3. Transducers help incrementally. They mostly add texture, but feeling the engine revving and getting the bumps in the road helps sell the motion.
Initially I had an under powered computer and and no motion or transducers. In real life I've flown planes, like roller coasters, and can read for a while in a car without getting sick. It took me a week of half hour driving to get my VR legs. I got queasy each day for 5 days in a row and then I was basically over it.
If I had guests come over I would save the driving sims for last because the results were always the same.
Then I dramatically upgraded my rig with a Sim-Lab P1, NLRv3, more transducers with better placement and finally upgraded the CPU from an i5-4960 to an i9-9900K.
The frame rate was rock solid with SS, the motion system was synced up well and there appears to be no lag time with control inputs. It felt night and day better to me even with my VR "immunity".

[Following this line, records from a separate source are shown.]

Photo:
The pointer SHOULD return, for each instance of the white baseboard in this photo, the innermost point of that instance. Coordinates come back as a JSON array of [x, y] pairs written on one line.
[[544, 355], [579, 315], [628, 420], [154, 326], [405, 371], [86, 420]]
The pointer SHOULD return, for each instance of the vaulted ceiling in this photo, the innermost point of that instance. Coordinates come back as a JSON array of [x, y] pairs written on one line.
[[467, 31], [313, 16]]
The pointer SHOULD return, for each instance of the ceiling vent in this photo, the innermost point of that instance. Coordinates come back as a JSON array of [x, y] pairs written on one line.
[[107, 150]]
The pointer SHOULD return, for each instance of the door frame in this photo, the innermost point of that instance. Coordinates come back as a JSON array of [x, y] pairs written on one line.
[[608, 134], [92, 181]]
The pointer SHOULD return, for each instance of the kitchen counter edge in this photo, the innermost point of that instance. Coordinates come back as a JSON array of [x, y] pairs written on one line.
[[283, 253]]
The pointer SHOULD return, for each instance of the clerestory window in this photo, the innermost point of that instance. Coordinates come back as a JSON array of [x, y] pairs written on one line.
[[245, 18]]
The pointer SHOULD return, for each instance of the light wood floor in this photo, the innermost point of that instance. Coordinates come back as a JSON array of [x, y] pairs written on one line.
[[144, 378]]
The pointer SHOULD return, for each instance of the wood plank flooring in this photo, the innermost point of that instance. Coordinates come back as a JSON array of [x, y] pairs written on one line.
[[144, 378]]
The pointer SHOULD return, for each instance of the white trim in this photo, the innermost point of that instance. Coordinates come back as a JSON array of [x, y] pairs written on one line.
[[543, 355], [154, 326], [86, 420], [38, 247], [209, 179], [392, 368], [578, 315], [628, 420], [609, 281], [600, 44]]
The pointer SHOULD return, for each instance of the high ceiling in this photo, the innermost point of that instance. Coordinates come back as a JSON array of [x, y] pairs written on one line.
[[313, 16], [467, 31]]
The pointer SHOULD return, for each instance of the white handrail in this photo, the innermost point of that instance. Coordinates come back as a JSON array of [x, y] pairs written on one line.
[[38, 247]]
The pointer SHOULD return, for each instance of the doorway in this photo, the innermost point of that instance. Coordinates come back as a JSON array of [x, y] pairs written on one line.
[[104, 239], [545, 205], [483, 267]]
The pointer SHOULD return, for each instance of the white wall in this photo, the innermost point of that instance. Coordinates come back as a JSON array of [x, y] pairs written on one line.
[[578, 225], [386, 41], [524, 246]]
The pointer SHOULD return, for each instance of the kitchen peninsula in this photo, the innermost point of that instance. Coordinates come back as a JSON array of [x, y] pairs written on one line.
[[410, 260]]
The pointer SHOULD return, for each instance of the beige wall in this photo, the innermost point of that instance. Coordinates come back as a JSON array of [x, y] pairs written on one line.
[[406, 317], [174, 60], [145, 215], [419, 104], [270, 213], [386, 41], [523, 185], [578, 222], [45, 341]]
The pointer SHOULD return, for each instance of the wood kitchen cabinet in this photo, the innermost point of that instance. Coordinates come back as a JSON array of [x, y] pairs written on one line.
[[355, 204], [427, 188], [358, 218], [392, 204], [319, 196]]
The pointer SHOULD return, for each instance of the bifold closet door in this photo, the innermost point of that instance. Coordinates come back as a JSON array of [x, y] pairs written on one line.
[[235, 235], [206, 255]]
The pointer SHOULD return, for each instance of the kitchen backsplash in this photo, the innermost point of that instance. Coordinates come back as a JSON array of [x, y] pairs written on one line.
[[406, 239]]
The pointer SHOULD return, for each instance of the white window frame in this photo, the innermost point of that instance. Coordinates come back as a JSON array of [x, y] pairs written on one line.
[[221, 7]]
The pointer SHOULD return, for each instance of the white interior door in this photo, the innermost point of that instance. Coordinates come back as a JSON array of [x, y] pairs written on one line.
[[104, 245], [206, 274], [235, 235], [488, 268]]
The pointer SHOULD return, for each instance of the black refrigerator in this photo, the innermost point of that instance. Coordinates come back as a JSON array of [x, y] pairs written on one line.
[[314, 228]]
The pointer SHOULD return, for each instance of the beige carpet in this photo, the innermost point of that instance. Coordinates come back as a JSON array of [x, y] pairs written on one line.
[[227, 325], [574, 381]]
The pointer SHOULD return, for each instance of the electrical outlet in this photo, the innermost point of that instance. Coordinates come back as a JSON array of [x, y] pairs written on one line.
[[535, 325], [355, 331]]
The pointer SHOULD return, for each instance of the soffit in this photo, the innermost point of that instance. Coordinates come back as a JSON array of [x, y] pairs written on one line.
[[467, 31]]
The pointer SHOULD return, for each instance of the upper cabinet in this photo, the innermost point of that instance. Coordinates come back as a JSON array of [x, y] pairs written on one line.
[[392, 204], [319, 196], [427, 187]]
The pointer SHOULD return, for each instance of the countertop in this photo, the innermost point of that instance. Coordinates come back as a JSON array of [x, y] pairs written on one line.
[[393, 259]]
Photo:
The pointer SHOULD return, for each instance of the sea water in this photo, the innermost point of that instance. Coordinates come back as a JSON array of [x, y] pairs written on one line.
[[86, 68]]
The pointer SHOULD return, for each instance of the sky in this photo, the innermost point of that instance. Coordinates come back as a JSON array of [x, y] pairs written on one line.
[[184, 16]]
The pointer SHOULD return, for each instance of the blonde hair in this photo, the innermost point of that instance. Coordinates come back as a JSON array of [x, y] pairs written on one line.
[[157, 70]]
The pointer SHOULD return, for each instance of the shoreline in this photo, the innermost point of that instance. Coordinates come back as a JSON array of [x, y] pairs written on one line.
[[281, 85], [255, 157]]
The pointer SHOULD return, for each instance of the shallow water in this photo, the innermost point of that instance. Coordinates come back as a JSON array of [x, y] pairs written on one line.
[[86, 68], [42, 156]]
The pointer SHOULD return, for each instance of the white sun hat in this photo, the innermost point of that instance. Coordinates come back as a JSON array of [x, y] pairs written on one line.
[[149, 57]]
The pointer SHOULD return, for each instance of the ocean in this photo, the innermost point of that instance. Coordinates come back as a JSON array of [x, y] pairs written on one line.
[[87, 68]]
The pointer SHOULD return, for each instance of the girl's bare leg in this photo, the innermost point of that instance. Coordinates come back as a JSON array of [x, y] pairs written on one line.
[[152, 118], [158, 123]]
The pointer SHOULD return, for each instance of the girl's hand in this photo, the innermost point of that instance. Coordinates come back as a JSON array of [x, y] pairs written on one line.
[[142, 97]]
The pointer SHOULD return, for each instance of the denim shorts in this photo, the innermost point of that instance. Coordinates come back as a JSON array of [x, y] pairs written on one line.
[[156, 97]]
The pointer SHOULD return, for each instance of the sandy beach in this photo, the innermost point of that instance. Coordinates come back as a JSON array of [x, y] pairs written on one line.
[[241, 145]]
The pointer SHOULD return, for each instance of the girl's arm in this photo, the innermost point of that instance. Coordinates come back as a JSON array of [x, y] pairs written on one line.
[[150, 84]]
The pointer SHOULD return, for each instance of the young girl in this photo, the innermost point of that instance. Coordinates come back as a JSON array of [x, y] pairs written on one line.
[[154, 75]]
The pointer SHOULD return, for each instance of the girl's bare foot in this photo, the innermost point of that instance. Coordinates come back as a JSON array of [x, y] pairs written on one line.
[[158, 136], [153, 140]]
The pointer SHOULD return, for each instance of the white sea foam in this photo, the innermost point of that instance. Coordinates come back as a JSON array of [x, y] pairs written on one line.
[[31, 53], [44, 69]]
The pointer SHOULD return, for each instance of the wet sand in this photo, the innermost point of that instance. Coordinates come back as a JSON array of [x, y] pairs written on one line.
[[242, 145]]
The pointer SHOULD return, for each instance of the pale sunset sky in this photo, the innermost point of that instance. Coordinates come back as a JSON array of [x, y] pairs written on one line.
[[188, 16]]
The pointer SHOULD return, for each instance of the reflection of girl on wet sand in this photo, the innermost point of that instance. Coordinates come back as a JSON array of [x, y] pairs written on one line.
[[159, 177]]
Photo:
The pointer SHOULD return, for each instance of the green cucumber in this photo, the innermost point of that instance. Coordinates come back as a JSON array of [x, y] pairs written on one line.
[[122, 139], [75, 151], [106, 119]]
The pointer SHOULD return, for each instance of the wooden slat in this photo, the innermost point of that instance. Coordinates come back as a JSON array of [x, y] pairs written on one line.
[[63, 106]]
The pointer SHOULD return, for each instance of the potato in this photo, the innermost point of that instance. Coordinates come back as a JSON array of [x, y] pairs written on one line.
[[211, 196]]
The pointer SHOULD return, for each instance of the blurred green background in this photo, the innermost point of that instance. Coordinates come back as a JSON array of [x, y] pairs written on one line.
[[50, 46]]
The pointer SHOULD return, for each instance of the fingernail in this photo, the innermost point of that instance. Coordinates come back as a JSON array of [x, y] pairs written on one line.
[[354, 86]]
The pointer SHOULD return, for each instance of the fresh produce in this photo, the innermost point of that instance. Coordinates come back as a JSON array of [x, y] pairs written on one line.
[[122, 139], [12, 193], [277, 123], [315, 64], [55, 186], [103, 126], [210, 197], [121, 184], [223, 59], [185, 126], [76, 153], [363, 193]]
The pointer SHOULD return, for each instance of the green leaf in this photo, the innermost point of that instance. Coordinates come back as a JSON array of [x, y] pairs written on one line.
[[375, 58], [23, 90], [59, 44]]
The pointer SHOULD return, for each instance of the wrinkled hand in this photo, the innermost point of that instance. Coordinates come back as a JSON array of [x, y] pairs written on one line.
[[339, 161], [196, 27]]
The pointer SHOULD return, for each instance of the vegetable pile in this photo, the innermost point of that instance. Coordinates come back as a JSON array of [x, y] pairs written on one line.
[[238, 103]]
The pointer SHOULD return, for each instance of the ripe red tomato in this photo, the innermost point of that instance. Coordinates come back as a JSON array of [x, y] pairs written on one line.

This Spring I had a couple friends over who had tried it out 6 months earlier without motion or the CPU upgrade. They really enjoyed it this time and agreed it was much better. They spend the better part of two hours playing racing sims before going to room scale.
Last Friday I had a party with 24 guests and a number of them tried out my racing rig. No one got queasy. They loved it! There was a lot of laughing as people plowed into tire walls or drove off cliffs.
The Catch-22. I would argue that queasiness is not a right of passage for "most" people with the right setup. However I doubt many people would go all in on a motion system until they've already gotten hooked. Considering VR is less expensive to setup than a serious rig, I'm betting that a good number of people will have bad experiences in VR before setting up a motion system or transducers.
There are also exceptions. If you are a person who gets car sick easily in a real car and can't handle roller coasters in REAL LIFE, you can't expect the experience to be better in VR. My wife fits into this category. After all the upgrades she tried some cart racing in VR. She lasted for a while, but had to stop.